Повести и рассказы

22
18
20
22
24
26
28
30

— Откуда вы знаете? — прошептала она.

— Понял, общаясь с вами, — объяснил я. — Со мною было несколько иначе. Я поступил на работу в университет. А потом познакомился с вами.

— Все произошло так быстро. Даже слишком быстро.

— Не знаю. Не знаю даже, применимо ли слово «быстро». И является ли оно синонимом слов «хорошо» или «плохо».

— Но окончательно я перестала ее ненавидеть тогда, когда рассказала о вас. Я рассказала ей все, что тогда о вас знала, и все, что тогда о вас думала. Сказала, что все будет хорошо, что не может не быть хорошо, и тут она захотела познакомиться с вами и поглядеть на вас. Вот почему я везу вас к нам домой. Я хочу, чтобы вы поняли ее, потому что, когда поймете, то полюбите.

— Уже полюбил, — сказал я. — Не тревожьтесь, Филлис.

— А мне не по себе, Клэнси. Я слишком немолода, чтобы в первый раз в жизни влюбиться — по-настоящему, — и из-за этого полна страхов и опасений. Нет уверенности, нет ощущения прочности, но я не хочу просить вас дать мне все это. Я должна обезопасить себя сама.

— Да, Филлис, — согласился я. — Я этого дать не могу. Вам придется думать самой.

— Вот я и говорю о том, что буду делать я. Не вы. Вы не делали мне предложения — я не имею права даже ожидать от вас предложения. Все это выстроила в воображении я сама. Глупая малышка, придумывающая волшебные сказки и переселяющаяся в мир вымысла. Понимаете, как это плохо?

— Не вижу в этом ничего плохого. Люди сами создают для себя такой мир, и если у них нет своего мира грез, то зачем жить? Но я хочу есть. Ваша мама хорошо готовит?

— Хорошо, — улыбнулась Филлис. — Очень хорошо. И сегодня, Клэнси, она приготовит свои коронные блюда.

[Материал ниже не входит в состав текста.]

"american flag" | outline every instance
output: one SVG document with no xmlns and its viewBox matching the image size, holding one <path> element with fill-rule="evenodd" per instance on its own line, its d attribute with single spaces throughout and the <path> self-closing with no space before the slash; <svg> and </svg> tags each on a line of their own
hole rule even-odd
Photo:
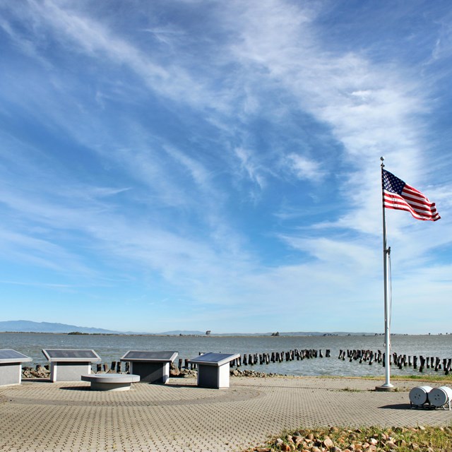
<svg viewBox="0 0 452 452">
<path fill-rule="evenodd" d="M 382 182 L 383 205 L 386 208 L 408 210 L 417 220 L 436 221 L 441 218 L 434 203 L 386 170 Z"/>
</svg>

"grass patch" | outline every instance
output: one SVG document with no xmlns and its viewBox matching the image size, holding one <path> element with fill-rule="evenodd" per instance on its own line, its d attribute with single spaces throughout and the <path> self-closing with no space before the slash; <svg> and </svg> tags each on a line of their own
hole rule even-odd
<svg viewBox="0 0 452 452">
<path fill-rule="evenodd" d="M 285 432 L 250 451 L 335 451 L 335 452 L 451 452 L 452 427 L 328 427 Z"/>
</svg>

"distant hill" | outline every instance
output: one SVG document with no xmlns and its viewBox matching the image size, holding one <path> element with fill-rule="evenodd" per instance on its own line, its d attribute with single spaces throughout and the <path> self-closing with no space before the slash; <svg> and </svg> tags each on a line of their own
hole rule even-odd
<svg viewBox="0 0 452 452">
<path fill-rule="evenodd" d="M 104 330 L 100 328 L 89 328 L 49 322 L 32 322 L 29 320 L 0 321 L 0 331 L 11 333 L 72 333 L 78 331 L 79 333 L 98 334 L 121 334 L 121 331 Z"/>
<path fill-rule="evenodd" d="M 33 322 L 29 320 L 10 320 L 0 321 L 0 331 L 8 333 L 85 333 L 88 334 L 149 334 L 159 335 L 206 336 L 206 331 L 174 330 L 163 333 L 143 333 L 137 331 L 115 331 L 101 328 L 77 326 L 66 323 Z M 211 333 L 212 336 L 270 336 L 275 333 Z M 321 335 L 374 335 L 374 333 L 321 333 L 319 331 L 279 332 L 279 336 L 321 336 Z"/>
</svg>

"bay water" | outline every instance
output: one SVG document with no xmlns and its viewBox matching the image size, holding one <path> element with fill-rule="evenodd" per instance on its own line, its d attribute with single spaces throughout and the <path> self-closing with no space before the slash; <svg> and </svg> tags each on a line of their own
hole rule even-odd
<svg viewBox="0 0 452 452">
<path fill-rule="evenodd" d="M 309 335 L 309 336 L 189 336 L 189 335 L 68 335 L 56 333 L 0 333 L 0 349 L 13 349 L 30 357 L 33 362 L 24 365 L 45 364 L 47 362 L 42 349 L 93 349 L 103 363 L 111 364 L 129 350 L 171 350 L 182 358 L 194 358 L 200 352 L 215 352 L 244 354 L 288 352 L 295 349 L 321 350 L 323 358 L 317 357 L 269 364 L 242 366 L 257 371 L 294 376 L 383 376 L 381 364 L 359 364 L 338 359 L 340 350 L 370 350 L 384 351 L 382 335 Z M 398 355 L 424 357 L 452 357 L 452 335 L 402 335 L 391 338 L 391 350 Z M 326 350 L 331 357 L 325 357 Z M 418 364 L 419 365 L 419 364 Z M 424 374 L 436 374 L 433 369 L 424 369 Z M 391 366 L 392 375 L 419 374 L 419 370 L 406 367 L 399 369 Z M 444 372 L 439 371 L 437 374 Z"/>
</svg>

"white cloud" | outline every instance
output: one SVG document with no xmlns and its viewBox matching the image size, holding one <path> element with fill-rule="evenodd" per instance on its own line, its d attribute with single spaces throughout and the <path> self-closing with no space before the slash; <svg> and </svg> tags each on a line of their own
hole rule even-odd
<svg viewBox="0 0 452 452">
<path fill-rule="evenodd" d="M 299 179 L 319 181 L 325 176 L 321 165 L 315 160 L 295 153 L 289 154 L 286 160 L 290 170 Z"/>
</svg>

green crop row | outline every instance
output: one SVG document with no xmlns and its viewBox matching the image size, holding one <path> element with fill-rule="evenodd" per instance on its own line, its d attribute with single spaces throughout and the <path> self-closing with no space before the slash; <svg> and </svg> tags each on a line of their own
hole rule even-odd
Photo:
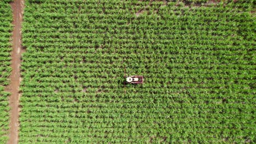
<svg viewBox="0 0 256 144">
<path fill-rule="evenodd" d="M 9 83 L 9 77 L 11 71 L 9 43 L 13 29 L 11 22 L 13 15 L 10 1 L 0 2 L 0 143 L 5 143 L 8 139 L 9 114 L 8 96 L 10 94 L 5 91 L 5 87 Z"/>
</svg>

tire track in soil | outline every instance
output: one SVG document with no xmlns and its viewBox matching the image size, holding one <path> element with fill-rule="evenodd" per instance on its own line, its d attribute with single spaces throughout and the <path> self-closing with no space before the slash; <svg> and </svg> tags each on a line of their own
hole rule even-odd
<svg viewBox="0 0 256 144">
<path fill-rule="evenodd" d="M 14 29 L 11 41 L 13 45 L 13 51 L 11 53 L 12 71 L 10 77 L 10 83 L 7 86 L 5 89 L 11 93 L 9 97 L 10 121 L 8 143 L 14 144 L 18 143 L 19 140 L 19 101 L 21 94 L 19 89 L 21 80 L 20 67 L 21 53 L 25 51 L 21 46 L 21 31 L 24 0 L 14 0 L 14 2 L 10 3 L 10 4 L 13 10 L 14 20 L 12 23 Z"/>
</svg>

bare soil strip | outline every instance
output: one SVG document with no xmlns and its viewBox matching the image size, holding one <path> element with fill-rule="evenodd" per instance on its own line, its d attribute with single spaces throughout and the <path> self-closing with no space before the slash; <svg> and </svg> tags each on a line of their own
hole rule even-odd
<svg viewBox="0 0 256 144">
<path fill-rule="evenodd" d="M 15 0 L 11 3 L 14 21 L 13 32 L 13 51 L 11 53 L 12 71 L 10 75 L 10 83 L 6 87 L 6 91 L 11 93 L 9 97 L 9 106 L 10 110 L 10 122 L 9 139 L 8 143 L 18 143 L 19 131 L 19 100 L 20 93 L 19 89 L 20 82 L 20 67 L 21 53 L 24 50 L 21 46 L 21 22 L 22 21 L 24 0 Z"/>
</svg>

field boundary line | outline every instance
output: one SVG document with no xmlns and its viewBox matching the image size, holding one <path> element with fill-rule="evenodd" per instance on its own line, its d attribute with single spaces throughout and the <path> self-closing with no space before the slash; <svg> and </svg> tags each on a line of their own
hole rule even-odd
<svg viewBox="0 0 256 144">
<path fill-rule="evenodd" d="M 19 141 L 19 98 L 21 94 L 19 93 L 19 87 L 21 79 L 20 63 L 21 53 L 25 51 L 21 46 L 21 23 L 22 21 L 24 0 L 14 0 L 10 3 L 13 10 L 14 28 L 12 33 L 13 50 L 11 52 L 11 65 L 12 70 L 10 76 L 10 84 L 5 89 L 10 93 L 9 97 L 10 110 L 10 123 L 9 140 L 8 143 L 18 143 Z"/>
</svg>

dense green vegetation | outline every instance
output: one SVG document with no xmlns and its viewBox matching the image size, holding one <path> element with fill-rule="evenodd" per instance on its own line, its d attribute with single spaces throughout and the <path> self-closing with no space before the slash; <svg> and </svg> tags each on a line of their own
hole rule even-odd
<svg viewBox="0 0 256 144">
<path fill-rule="evenodd" d="M 26 1 L 20 143 L 253 143 L 252 3 Z"/>
<path fill-rule="evenodd" d="M 5 86 L 9 83 L 8 77 L 11 71 L 10 67 L 11 48 L 9 41 L 13 29 L 13 15 L 7 2 L 8 1 L 0 1 L 0 143 L 7 141 L 9 122 L 8 97 L 9 93 L 4 91 Z"/>
</svg>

Филлис показала мне, как ехать, и я свернул с Бродвея на Форт-Вашингтон авеню, сбавил скорость, ища места для стоянки. Место нашлось только у Сто семьдесят шестой улицы. Оттуда мы пошли пешком. И дошли до серого, бесформенного, безликого многоквартирного дома. Лет двадцать пять — тридцать назад этот дом мог даже считаться элегантным. Теперь здание обветшало, стало грязным и неопрятным. В вестибюле нас встретил застоявшийся прогорклый запах еды, лифт самообслуживания оказался металлической дешевкой, причем кабина была исцарапана без всякого смысла живущими здесь отчаявшимися детьми, готовыми сорвать зло на мир на первом же попавшемся предмете. Мы поднялись на четвертый этаж и вышли в холл.

Филлис шла первой. Она позвонила, но не дождалась, пока откроют дверь, вынула ключи: сама открыла дверь и крикнула неожиданно юным и веселым голосом:

— Мама, я приехала!

Она толкнула дверь плечом и сказала:

— Заходите, Том! Проходите!

Она больше не звала меня Клэнси. Я вошел в маленькую, заставленную вещами прихожую, подождал, пока Филлис повесит пальто и войдет в соседнее помещение, оказавшееся, как я потом понял, кухней. Филлис сказала что-то на пороге, вдруг осеклась на полуслове и закричала. Крик был негромкий. Он не был истерично-пронзительным: это был низкий вой, как от непереносимой боли, и когда я ворвался вслед за ней, увидел то, что увидела она: тело матери, распростертое на полу.

Я оттащил ее в гостиную и крепко держал, а она дрожала, плакала и умоляла отпустить ее, чтобы оказать матери помощь.

— Ей уже нельзя помочь, Филлис. Она мертва. Поймите, ваша мама мертва. Вам туда заходить незачем.

— Откуда вы знаете, что она мертва? Я не могу оставить ее на полу. Откуда вы знаете, что она мертва?